A staple of Chinese menus, Sweet and Sour pork is the second most researched Chinese food on Google after Beef and Broccoli...who would have thought?! It is the first Chinese dish I ever had and liked in the days when Chicken Chow Mein was the definition of Chinese cooking. It is also one of my daughter's favorites and she lived in San Francisco! But she's used to the recipe I make at home and that recipe comes from no other than Martin Yan, the Chinese version of Julia Child.
Nowadays, the mere thought of ordering this dish defines you as an amateur or country bumpkin, perhaps because there are so many awful and syrupy versions kicking around and so many more exciting dishes on the menus of most restaurants. . Not even my favorite takeout in NYC, Pig Heaven, can offer a palatable version. Needless to say, I never order it out. I am a closet sweet and sour pork aficionado.

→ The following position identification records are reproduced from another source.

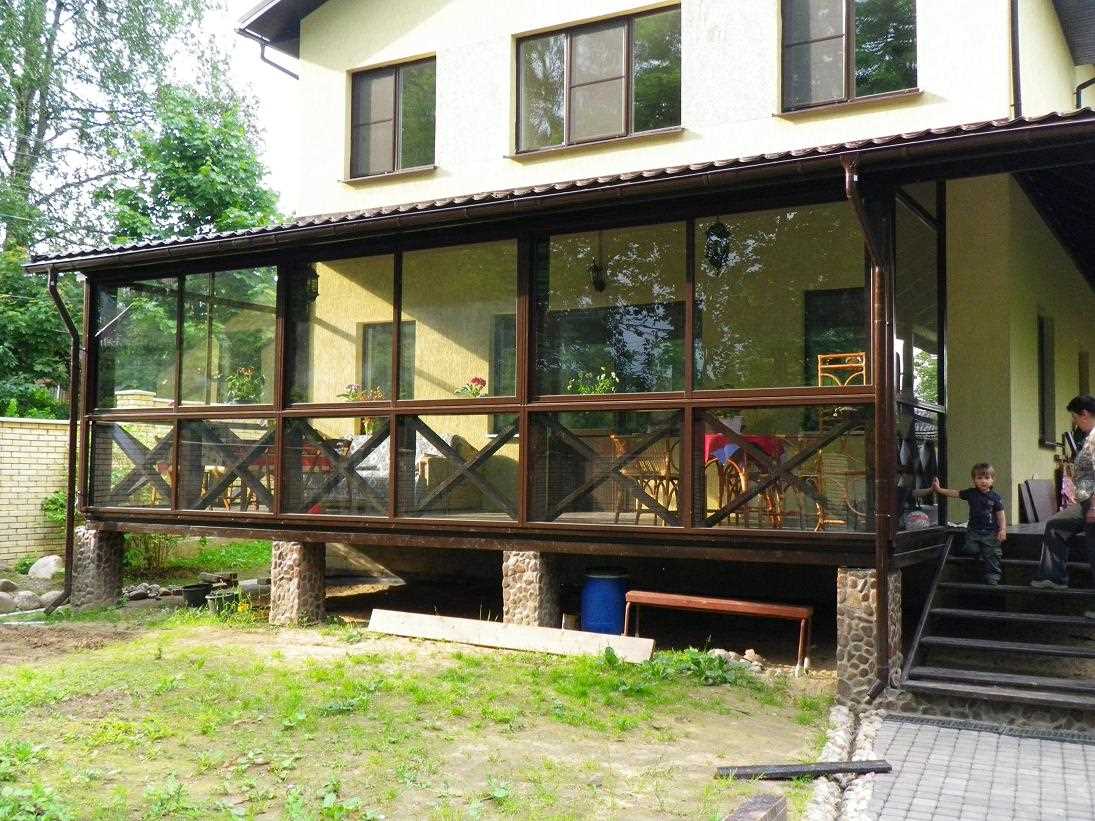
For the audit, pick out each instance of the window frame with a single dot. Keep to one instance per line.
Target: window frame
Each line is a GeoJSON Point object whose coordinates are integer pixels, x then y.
{"type": "Point", "coordinates": [396, 119]}
{"type": "Point", "coordinates": [629, 80]}
{"type": "Point", "coordinates": [849, 54]}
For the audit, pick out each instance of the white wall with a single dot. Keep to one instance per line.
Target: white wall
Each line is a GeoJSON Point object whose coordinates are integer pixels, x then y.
{"type": "Point", "coordinates": [730, 89]}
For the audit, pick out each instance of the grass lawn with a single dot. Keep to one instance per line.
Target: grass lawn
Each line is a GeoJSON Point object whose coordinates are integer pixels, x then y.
{"type": "Point", "coordinates": [184, 716]}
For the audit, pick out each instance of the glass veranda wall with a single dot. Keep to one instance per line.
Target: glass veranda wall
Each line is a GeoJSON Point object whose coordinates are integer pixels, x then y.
{"type": "Point", "coordinates": [705, 374]}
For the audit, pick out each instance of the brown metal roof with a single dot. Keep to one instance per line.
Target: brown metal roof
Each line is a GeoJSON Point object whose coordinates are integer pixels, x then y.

There are as many versions of Sweet and Sour Pork as there are of chili. The dish originated in Guandong Province, and it is quintessential and classic Cantonese, as well as being perhaps the most well known of all Chinese recipes. The secret of an authentic sweet and sour pork lies in the perfect balance of the sweet vs. sour taste of the sauce. To master this dish, it’s not about the technique of stir-frying nor the use of the freshest ingredients, although both are equally important and wouldn't hurt. The sweet and sour sauce is the soul of this dish. If you fail on the sauce, you fail the dish. Now that I've given you courage and hopefully, determination, go for it!
By the way, don't be put off by the catsup and Worcestershire Sauce, they are regularly used in Asian cooking
1/2 lb. pork tenderloin (cut into bite size pieces)
1/2 tsp minced garlic
1/2 tsp. minced ginger
1/2 green bell pepper (about 2 oz. and cut into 1 inch dice)
1/2 red bell pepper (about 2 oz. and cut into 1 inch dice)
1/2 yellow onion cut into 1 inch dice
1 cup fresh/canned pineapple chunks (cut into small pieces)*
Oil for frying
1/2 cup corn starch
Sweet and Sour Sauce:
3/4 cup tomato ketchup
6 TB sugar
3 TB Chinese rice vinegar
1 TB Lea and Perrins Worcestershire Sauce
2 TB fresh lime juice
1 TB soy sauce
Cut the pork tenderloin into pieces and marinade with the ingredients for 10 minutes.
Mix the sweet and sour sauce ingredients well and set aside.
In a deep skillet, add in the cooking oil enough for deep-frying ( about 2 inches). Once the oil is hot, deep fry the pork pieces until they turn golden brown 3- 4 minutes. Dish out and drain on paper towels.
Heat up a wok and add in some cooking oil. Make sure you coat the sides of the wok. Add in the minced garlic and ginger and stir fry until light brown (20 secs), then follow by the bell peppers and onions. Stir fry until you smell the peppery aroma from the peppers (2 to 3 mins) and then add in the sweet and sour sauce to coat vegetables. As soon as the sauce thickens, transfer the pork into the wok and stir well with the sauce. Add the pineapple and do a few quick stirs, dish out and serve hot with steamed white rice.
*For a nice twist, I sometimes substitute mango for pineapple, when in season.